C’en est lassant. Chaque jour voit apparaître son petit lot d’informations bâclées adossées à des sujets convenus. Dernier en date : les examens universitaires passés en distanciel. On flaire déjà l’enquête passionnante : des étudiants filmés à leur domicile qui composent sur leur ordinateur et un journaliste, heureux de son reportage, qui vient s’enquérir de leurs impressions. Sauf que cette fois [1], devant la caméra de BFM-Lille, l’étudiant – en l’occurrence ici l’étudiante – n’est pas contente :
« Donc t’es là, tu te lèves, il est 8 heures, ton examen commence à 8h30. À 8h28, t’es comme ça (mouvement des mains tremblantes), tu te dis : ‘mon sujet il arrive quand ?’. T’es en panique, tu sais que tu as 40 minutes pour le rendre. Bon moi j’ai eu de la chance de pas avoir eu de bug d’internet mais j’ai pas mal de potes qui ont eu un bug internet ou qui n’ont pas reçu le sujet en même temps que nous. »
« Lille : des examens en ligne inéquitables ? » s’interroge le bandeau qui barre l’écran. Pour répondre à cette question, il eût été utile d’apporter un contrepoint. Mais la déclinaison locale de la chaîne de Patrick Drahi (11ème fortune française) n’en a peut-être pas les moyens ? Alors Acrimed, modeste association, va le faire à sa place.
La version des personnels administratifs de l’Université de Lille est bien différente : les étudiants ont tous bien reçus leur sujet sur la plateforme de l’université (Moodle) ainsi que par mail à 8h20 précises (soient 10 minutes plus tôt). Et si l’examen en question était en effet prévu pour durer 40 minutes, aucun devoir remis en retard n’a fait l’objet de la moindre sanction. De plus, les étudiants avaient été informés plusieurs fois avant l’examen et aucun n’a indiqué « ne pas avoir reçu le sujet en même temps que les autres ».

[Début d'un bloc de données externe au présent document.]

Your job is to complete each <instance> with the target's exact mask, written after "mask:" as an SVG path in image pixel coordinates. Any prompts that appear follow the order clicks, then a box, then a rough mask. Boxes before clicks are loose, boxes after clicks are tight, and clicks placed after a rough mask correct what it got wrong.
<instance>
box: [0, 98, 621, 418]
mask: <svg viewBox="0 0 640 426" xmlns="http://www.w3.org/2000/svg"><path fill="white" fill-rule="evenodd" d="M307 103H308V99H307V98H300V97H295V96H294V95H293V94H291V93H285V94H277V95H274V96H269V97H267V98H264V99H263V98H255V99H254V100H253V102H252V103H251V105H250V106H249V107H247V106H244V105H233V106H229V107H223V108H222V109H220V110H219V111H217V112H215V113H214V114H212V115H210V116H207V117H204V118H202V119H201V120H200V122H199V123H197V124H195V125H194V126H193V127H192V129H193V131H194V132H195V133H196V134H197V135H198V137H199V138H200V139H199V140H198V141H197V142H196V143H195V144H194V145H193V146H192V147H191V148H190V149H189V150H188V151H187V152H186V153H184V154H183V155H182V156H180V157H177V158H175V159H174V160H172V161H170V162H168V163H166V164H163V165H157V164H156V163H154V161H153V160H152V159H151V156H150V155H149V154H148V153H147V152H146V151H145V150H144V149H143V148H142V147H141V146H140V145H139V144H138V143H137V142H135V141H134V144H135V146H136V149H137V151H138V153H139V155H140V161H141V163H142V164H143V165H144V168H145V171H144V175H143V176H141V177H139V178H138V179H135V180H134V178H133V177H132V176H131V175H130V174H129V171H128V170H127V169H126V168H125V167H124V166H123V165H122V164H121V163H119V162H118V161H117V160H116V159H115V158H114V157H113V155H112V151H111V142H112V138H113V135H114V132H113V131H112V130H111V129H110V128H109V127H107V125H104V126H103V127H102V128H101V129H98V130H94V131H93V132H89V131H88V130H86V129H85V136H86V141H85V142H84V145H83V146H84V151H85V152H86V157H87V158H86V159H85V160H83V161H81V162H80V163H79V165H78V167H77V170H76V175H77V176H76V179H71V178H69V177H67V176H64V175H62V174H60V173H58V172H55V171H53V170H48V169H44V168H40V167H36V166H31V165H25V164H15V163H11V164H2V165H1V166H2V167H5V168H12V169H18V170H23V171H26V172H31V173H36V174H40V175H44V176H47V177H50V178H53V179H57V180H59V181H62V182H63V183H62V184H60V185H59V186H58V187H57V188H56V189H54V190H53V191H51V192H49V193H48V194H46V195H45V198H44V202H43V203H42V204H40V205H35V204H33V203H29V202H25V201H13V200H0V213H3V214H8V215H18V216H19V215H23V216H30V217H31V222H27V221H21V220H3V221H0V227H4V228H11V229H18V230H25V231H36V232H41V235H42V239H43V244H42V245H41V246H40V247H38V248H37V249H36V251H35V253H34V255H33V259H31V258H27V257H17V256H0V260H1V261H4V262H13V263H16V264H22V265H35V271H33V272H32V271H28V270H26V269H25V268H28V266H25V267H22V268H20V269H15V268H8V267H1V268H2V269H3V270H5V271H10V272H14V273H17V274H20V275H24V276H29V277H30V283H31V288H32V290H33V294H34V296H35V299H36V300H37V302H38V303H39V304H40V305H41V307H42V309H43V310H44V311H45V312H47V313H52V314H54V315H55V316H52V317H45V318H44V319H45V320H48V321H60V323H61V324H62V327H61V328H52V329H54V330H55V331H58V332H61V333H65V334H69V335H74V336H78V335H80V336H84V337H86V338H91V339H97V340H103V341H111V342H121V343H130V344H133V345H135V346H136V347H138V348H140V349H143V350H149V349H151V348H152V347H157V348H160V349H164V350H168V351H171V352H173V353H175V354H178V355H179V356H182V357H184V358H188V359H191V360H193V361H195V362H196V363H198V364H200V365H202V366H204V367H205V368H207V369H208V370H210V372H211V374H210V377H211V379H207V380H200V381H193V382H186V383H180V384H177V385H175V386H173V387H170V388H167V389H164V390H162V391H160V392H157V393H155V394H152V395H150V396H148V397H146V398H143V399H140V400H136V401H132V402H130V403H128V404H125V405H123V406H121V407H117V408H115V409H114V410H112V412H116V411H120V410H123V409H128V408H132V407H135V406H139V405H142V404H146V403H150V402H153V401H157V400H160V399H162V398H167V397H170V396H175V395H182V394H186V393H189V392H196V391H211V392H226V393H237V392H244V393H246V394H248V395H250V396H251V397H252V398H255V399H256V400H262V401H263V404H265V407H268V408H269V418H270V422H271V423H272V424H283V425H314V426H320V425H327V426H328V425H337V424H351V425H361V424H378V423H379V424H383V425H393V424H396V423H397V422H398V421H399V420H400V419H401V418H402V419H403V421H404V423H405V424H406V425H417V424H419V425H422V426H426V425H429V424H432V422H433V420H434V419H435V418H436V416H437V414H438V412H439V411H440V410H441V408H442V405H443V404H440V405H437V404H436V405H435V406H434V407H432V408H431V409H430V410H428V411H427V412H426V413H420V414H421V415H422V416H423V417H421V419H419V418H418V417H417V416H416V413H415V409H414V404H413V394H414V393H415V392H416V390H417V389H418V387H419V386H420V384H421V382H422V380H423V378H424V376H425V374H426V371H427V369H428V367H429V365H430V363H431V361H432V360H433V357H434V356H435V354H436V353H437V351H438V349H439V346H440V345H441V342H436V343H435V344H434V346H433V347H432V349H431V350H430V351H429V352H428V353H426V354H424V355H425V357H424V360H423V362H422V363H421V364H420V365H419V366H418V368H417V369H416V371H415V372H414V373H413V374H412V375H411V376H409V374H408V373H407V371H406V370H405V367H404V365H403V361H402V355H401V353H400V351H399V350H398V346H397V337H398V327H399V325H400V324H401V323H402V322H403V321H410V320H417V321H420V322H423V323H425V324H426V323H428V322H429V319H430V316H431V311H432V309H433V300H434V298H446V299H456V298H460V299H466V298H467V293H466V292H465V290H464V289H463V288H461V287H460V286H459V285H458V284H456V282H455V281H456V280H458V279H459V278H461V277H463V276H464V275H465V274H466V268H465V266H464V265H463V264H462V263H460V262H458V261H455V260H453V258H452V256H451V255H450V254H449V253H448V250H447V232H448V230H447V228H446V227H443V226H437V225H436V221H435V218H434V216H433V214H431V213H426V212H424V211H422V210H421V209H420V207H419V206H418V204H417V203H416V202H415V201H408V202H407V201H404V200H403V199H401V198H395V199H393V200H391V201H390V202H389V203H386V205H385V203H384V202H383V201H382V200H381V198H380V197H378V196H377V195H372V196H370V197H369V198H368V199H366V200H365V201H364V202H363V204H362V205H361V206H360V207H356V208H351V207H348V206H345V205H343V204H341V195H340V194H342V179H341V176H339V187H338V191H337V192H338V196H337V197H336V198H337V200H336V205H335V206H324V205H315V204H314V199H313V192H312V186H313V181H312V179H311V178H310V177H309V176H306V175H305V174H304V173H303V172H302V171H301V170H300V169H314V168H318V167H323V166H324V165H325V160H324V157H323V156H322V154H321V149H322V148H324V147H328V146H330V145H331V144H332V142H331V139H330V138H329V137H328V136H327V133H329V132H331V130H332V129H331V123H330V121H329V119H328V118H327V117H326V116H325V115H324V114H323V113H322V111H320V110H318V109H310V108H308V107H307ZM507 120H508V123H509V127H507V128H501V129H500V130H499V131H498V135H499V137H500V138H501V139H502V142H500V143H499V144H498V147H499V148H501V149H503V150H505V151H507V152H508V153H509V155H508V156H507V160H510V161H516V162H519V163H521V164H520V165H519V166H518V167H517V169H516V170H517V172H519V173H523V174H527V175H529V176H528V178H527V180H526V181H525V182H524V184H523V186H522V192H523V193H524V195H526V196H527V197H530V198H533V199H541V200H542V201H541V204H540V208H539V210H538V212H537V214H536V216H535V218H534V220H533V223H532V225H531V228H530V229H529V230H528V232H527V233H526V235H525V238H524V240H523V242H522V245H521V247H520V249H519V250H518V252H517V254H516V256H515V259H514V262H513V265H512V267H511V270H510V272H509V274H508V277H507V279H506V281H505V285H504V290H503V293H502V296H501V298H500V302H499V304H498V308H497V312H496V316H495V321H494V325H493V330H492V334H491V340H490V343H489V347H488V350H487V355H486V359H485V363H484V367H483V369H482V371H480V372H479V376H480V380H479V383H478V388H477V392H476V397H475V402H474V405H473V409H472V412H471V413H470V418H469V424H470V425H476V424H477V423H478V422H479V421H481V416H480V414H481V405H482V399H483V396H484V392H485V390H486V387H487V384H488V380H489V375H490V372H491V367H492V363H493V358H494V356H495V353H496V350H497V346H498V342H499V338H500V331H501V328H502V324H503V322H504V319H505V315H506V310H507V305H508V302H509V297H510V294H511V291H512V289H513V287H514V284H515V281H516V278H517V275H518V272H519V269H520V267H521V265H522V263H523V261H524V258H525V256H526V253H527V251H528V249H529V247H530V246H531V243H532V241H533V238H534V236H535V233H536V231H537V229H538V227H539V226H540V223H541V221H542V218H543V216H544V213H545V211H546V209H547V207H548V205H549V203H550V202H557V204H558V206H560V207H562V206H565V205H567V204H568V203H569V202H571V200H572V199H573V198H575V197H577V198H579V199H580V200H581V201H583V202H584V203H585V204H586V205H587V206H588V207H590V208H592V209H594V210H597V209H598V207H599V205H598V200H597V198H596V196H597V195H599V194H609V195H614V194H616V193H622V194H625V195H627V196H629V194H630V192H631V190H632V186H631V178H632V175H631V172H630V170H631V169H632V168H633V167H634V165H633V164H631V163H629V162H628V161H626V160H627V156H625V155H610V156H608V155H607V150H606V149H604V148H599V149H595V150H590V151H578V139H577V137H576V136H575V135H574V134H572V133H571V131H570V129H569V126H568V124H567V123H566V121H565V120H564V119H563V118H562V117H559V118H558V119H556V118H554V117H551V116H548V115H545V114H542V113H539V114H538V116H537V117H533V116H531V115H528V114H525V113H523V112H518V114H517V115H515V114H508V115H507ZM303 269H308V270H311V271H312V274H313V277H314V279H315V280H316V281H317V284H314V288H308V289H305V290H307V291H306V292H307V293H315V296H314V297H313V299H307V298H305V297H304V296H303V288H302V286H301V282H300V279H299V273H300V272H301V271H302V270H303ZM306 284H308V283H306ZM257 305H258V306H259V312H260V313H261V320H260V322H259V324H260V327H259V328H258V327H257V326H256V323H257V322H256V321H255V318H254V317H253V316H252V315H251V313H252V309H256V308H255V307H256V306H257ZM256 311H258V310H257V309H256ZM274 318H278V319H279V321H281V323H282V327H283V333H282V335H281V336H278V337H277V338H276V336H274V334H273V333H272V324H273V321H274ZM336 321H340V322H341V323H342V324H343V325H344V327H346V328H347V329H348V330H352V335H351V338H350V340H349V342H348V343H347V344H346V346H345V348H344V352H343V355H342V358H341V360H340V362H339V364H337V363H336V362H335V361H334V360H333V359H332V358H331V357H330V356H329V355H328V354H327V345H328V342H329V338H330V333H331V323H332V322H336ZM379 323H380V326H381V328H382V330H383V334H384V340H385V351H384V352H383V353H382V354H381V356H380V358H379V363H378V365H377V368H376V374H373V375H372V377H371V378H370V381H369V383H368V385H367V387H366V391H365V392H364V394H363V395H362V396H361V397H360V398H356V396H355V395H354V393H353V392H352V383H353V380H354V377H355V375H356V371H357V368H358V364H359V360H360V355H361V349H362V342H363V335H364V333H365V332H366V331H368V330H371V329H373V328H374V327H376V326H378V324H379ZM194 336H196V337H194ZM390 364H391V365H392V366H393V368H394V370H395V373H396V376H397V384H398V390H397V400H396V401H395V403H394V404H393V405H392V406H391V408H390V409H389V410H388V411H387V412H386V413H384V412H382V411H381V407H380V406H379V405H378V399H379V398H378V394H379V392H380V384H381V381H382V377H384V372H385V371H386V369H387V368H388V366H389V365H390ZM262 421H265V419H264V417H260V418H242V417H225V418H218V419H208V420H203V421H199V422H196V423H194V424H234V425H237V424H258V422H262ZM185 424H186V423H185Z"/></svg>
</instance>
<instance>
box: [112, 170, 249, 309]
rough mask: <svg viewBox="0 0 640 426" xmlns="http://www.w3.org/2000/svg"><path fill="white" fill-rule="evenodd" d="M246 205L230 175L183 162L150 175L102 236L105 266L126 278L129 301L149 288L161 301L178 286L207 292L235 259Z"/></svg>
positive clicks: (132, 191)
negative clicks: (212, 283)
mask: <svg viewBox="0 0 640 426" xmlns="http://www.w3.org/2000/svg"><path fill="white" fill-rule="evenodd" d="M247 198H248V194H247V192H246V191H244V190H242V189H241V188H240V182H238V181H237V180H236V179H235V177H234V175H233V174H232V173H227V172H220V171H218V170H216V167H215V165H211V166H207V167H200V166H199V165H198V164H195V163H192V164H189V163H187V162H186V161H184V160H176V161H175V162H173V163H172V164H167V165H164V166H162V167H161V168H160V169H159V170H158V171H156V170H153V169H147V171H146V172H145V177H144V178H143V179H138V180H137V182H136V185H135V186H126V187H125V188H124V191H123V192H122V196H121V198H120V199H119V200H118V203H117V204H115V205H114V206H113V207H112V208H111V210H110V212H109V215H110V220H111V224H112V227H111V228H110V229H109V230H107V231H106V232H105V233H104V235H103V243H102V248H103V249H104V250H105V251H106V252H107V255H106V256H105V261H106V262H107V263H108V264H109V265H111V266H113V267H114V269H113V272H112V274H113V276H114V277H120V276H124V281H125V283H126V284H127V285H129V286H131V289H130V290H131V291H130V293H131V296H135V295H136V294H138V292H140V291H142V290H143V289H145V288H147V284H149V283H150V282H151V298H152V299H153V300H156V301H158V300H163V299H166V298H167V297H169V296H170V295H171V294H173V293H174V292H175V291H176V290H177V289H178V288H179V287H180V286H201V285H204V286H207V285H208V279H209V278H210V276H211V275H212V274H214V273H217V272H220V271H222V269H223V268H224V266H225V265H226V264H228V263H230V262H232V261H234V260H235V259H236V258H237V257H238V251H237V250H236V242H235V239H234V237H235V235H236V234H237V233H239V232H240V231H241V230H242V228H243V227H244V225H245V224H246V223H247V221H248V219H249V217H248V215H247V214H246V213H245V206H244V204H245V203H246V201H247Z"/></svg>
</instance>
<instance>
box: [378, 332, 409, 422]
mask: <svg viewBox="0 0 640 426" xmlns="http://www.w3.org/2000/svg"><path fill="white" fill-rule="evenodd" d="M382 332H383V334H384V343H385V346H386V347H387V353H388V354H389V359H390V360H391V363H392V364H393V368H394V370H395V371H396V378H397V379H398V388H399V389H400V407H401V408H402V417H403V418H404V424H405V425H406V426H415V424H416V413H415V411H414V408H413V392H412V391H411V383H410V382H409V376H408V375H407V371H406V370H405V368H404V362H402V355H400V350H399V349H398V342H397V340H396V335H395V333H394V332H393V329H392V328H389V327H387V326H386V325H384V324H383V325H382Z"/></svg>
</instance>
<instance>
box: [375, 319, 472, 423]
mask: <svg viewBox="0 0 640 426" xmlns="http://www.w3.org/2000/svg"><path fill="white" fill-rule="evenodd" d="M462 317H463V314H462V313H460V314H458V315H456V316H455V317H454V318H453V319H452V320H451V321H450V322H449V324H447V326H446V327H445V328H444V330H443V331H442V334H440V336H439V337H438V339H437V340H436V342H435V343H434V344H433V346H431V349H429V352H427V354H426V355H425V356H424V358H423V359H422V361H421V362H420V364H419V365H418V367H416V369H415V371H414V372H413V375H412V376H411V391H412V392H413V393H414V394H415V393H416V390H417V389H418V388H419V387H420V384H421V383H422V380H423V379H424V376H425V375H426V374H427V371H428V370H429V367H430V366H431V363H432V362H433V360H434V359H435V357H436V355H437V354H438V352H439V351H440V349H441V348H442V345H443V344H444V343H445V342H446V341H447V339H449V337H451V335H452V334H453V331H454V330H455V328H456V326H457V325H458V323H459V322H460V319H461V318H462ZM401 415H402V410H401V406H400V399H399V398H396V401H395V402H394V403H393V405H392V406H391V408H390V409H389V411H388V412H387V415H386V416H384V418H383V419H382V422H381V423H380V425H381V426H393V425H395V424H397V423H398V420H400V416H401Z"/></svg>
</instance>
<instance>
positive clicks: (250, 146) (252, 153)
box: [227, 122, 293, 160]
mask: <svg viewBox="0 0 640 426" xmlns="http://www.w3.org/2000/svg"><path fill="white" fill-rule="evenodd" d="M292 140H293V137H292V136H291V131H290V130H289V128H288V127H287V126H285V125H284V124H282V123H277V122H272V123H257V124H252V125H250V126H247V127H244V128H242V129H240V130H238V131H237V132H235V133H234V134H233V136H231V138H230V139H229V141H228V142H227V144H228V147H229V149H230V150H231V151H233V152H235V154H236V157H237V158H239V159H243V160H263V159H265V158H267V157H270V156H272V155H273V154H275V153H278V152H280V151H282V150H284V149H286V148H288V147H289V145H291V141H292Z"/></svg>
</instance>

Le reportage continue. Une deuxième étudiante, doctorante cette fois questionne les conditions d’égalité devant les examens. Un questionnement tout à fait légitime, mais qui aurait, une fois de plus, mérité un contrepoint. Notamment lorsque l’étudiante indique que « certains étudiants qui passent leurs examens sur leurs téléphones portables, ils rédigent sur un téléphone portable ! » Selon l’Université de Lille, les étudiants qui ne pouvaient pas composer sur un ordinateur avaient toujours la possibilité de prendre leurs copies en photo. Une précision qui aurait été utile.
Bref, un nouvel exemple qui témoigne des libertés prises avec la rigueur journalistique élémentaire.